Local treatment is aimed at eliminating inflammation, swelling and accelerating the epithelization of the affected oral mucosa. Before medicinal treatment of the oral mucosa, it must be anesthetized with a 1-2% solution of t r and mecaine, 1-2% solution of pyromecaine, 1-2% solution of lidocaine. For application anesthesia anesthetics in aerosols Xylostesin, Lidocainspray, Anaesthesiespray, etc. are successfully used. In order to reduce pain, oral baths with a 1-2% trimecaine solution are prescribed before meals. Antiseptic treatment oral mucosa is carried out with 0.25-0.5% hydrogen peroxide solution, 0.25% chloramine solution, 0.02% chlorhexidine solution, 0.5% aethonium solution, etc.

For necrotic plaque on the surface of erosions, applications of proteolytic enzymes (trypsin, chymotrypsin, lysoamidase) are effective, after which keratoplastics (carotolin, rosehip and sea buckthorn oil, oil solution vitamins A, E, solcoseryl, solcoseryl dental adhesive paste, Actovegin).

Treatment of the oral mucosa during an exacerbation period must be carried out daily, and in the hospital - 2-3 times a day.

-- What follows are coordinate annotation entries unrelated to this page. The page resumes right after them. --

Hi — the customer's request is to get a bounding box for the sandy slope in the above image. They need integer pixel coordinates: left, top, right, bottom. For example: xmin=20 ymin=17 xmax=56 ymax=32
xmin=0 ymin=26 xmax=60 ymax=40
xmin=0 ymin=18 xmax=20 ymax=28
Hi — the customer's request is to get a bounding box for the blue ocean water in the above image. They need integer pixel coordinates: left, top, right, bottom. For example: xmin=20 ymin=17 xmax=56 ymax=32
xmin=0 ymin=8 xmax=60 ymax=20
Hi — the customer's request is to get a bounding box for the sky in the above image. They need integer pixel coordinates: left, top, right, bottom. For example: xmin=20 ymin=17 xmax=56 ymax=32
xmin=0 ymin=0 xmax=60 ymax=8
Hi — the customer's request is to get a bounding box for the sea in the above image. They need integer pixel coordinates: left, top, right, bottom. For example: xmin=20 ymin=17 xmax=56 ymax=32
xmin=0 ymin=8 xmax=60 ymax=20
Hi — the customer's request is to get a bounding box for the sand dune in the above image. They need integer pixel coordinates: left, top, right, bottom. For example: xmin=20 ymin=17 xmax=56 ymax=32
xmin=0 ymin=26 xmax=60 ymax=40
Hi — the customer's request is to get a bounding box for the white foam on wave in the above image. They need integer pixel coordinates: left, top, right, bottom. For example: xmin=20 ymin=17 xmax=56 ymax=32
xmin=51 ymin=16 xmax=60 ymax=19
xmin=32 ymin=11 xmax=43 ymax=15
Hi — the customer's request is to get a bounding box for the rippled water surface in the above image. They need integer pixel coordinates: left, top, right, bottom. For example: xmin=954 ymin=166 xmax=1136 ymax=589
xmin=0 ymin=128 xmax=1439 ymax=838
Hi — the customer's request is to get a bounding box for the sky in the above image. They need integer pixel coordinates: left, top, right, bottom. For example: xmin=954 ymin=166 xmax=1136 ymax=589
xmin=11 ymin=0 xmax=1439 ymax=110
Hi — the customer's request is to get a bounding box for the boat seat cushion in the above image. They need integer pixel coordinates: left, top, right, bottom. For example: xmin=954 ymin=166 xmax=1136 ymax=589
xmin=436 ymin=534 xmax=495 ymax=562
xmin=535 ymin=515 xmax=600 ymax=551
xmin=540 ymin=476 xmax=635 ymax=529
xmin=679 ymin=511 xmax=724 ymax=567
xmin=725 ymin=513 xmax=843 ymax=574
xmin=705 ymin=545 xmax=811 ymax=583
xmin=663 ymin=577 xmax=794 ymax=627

Skin lesions are usually special treatment not required. For itching and burning in the area of ​​erythema on the skin, it is recommended to lubricate them with Castellani liquid or 2% salicylic alcohol.

For eye damage, use 0.5% hydrocortisone eye ointment, 0.1% dexamethasone solution.

An indispensable condition successful treatment patients with exudative erythema multiforme - identification and elimination of foci of chronic infection. During the period of remission of the disease, patients should be subjected to thorough examination and rehabilitation. In case of microbial sensitization, specific hyposensitizing therapy is carried out with allergens to which increased sensitivity. Effective in some cases repeat courses subcutaneous administration histaglobin (1-2 ml 2-3 times a week, only 8-10 injections per course), as well as anti-measles and antistaphylococcal gammaglobulin (5-7 injections per course of treatment).

  • Forecast

With exudative erythema multiforme, the prognosis for life is favorable and very serious with Stevens-Johnson syndrome.